# False Gods - First Heretic: two sides of the same coin?



## TheReverend (Dec 2, 2007)

hey hey, 

*POSSIBLE SPOILERS*

so a couple of things I noticed whilst re-reading First Heretic and False Gods...

ok, so I was re-reading First Heretic and I got to the bit where Argal Tal and co visit the Emperor's lab and look at the baby Primarchs. Then I remembered Horus had already done that in False Gods, so I re-read that book too. In First Heretic, Argal Tal thinks he hears the voice of Horus screaming, which makes sense, because if you read False Gods, you know he's there at the same time.
However, False Gods never mentions Horus seeing/hearing Argal Tal, which makes me think this is ret-conning in action? In False Gods we also have Horus punching the canister containing the XI Legion Primarch, making you think this is the reason we never hear of them, but then the rest of the series talks about the II and XI Legions as if they did once exist. Again, is this ret-conning in action? 
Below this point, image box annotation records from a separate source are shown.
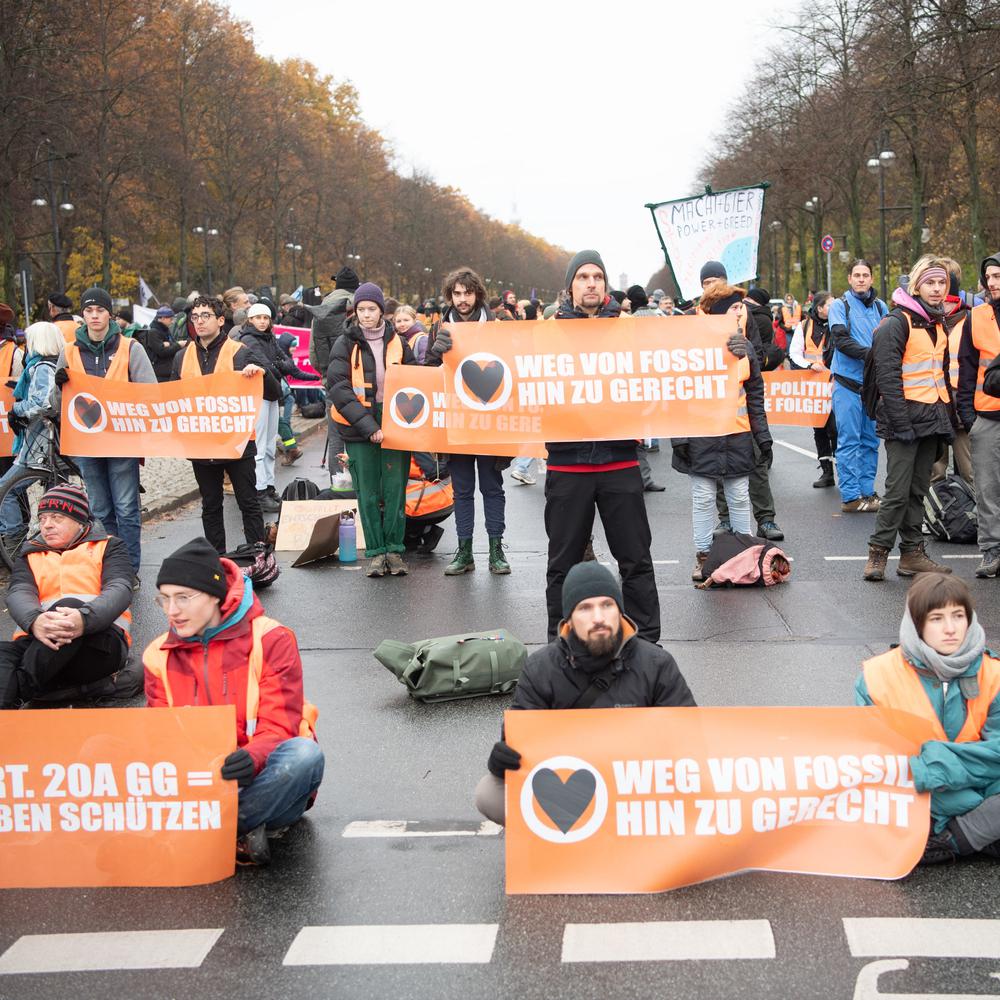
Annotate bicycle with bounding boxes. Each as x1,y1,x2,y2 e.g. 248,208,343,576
0,417,83,569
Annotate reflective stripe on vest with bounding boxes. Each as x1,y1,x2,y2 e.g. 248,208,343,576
66,337,132,382
969,302,1000,412
181,333,242,378
900,313,948,404
142,615,319,739
862,646,1000,743
12,538,132,645
330,334,403,424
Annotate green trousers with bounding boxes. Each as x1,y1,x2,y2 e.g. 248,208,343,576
346,406,410,556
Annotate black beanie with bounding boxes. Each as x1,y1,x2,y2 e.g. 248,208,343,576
566,250,608,288
156,538,229,598
563,560,625,618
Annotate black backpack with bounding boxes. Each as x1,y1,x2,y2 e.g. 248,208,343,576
924,476,978,544
281,476,319,500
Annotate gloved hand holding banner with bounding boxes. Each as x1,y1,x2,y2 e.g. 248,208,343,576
505,707,930,894
60,372,264,459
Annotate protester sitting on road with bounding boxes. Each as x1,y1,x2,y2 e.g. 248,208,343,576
864,255,954,580
326,281,416,577
855,573,1000,865
476,562,695,824
0,486,132,709
142,538,324,865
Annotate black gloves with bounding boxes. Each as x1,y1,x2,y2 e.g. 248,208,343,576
220,747,254,788
486,740,521,779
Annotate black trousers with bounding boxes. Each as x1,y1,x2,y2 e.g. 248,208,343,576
545,466,660,642
0,598,128,709
191,455,264,555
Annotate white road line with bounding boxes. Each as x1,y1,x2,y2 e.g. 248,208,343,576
341,819,503,837
562,920,775,962
282,924,499,965
843,917,1000,958
0,927,224,976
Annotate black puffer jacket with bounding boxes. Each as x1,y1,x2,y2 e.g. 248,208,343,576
670,351,771,479
326,320,417,441
545,298,638,468
866,288,954,441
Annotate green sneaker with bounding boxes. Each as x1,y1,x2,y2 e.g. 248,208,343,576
444,538,476,576
490,537,510,576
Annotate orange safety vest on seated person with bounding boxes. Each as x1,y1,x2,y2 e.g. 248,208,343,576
862,646,1000,743
66,337,132,382
330,334,403,424
12,538,132,645
181,333,243,378
969,302,1000,413
900,313,948,404
142,615,319,739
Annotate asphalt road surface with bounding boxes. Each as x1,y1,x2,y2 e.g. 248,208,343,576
0,428,1000,1000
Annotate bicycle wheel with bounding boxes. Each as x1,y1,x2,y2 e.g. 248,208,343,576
0,468,82,569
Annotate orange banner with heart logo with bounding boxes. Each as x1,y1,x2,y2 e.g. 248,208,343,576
505,707,930,894
764,368,833,427
0,705,237,889
60,372,264,459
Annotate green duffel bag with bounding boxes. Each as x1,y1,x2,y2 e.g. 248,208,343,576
375,628,528,702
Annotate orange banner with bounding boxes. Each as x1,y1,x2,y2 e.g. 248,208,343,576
60,372,264,459
505,707,930,894
764,368,833,427
0,705,236,889
382,365,548,458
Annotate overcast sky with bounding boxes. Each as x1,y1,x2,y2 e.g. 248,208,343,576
228,0,796,285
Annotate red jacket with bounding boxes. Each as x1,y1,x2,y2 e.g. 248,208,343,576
145,559,303,773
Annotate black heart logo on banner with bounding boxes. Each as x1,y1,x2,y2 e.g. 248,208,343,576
396,392,427,424
462,360,504,403
531,767,597,833
73,396,104,428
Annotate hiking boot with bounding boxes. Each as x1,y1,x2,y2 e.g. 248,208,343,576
444,538,476,576
976,545,1000,580
236,823,271,867
385,552,406,576
864,545,889,581
691,552,708,583
896,544,951,576
490,536,510,576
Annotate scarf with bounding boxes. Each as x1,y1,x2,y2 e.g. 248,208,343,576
899,608,986,700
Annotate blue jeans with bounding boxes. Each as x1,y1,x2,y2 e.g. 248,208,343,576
76,458,142,573
833,381,878,503
236,736,325,837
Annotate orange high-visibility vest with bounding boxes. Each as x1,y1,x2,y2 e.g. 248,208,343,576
330,334,403,424
12,538,132,645
901,313,948,403
862,646,1000,743
66,337,132,382
181,333,237,378
969,302,1000,412
142,615,319,739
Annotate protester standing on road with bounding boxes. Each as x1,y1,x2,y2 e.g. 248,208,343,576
475,562,695,824
864,255,954,580
53,288,156,586
426,267,517,576
855,573,1000,865
326,281,415,577
827,259,889,514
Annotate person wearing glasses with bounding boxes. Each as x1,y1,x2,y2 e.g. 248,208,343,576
0,483,132,709
142,538,324,865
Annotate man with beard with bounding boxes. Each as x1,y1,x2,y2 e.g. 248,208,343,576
476,562,695,824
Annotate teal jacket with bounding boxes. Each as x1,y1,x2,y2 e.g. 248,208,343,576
854,657,1000,832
Anyway, the real point of my post is, are False Gods and First Heretic a mirror of each other? In First Heretic, Lorgar finally loses his faith in the Emperor, just at the point where the rest of the Imperium is finally finding it, as witnessed in False Gods. Making you wonder, if only he'd held out a few more months... :headbutt:

Any views on this?

Rev


----------



## Lord of the Night (Nov 18, 2009)

TheReverend said:


> However, False Gods never mentions Horus seeing/hearing Argal Tal, which makes me think this is ret-conning in action?
> 
> Rev


Actually Horus did note that he saw a flash of individuals in grey power armour. I can't remember if he recognized them as Word Bearers.


Lord of the Night


----------



## TheReverend (Dec 2, 2007)

I can't see that mention. The Custodes rock up, then the Emprah appears, then Horus is whipped away by a warp storm. No grey armour mention.


----------



## Angel of Blood (Aug 18, 2010)

Aye there's no mention at all of grey power armoured astartes.

I still believe the visions were false either way, just another tool to corrupt Horus, Argel Tal and co.


----------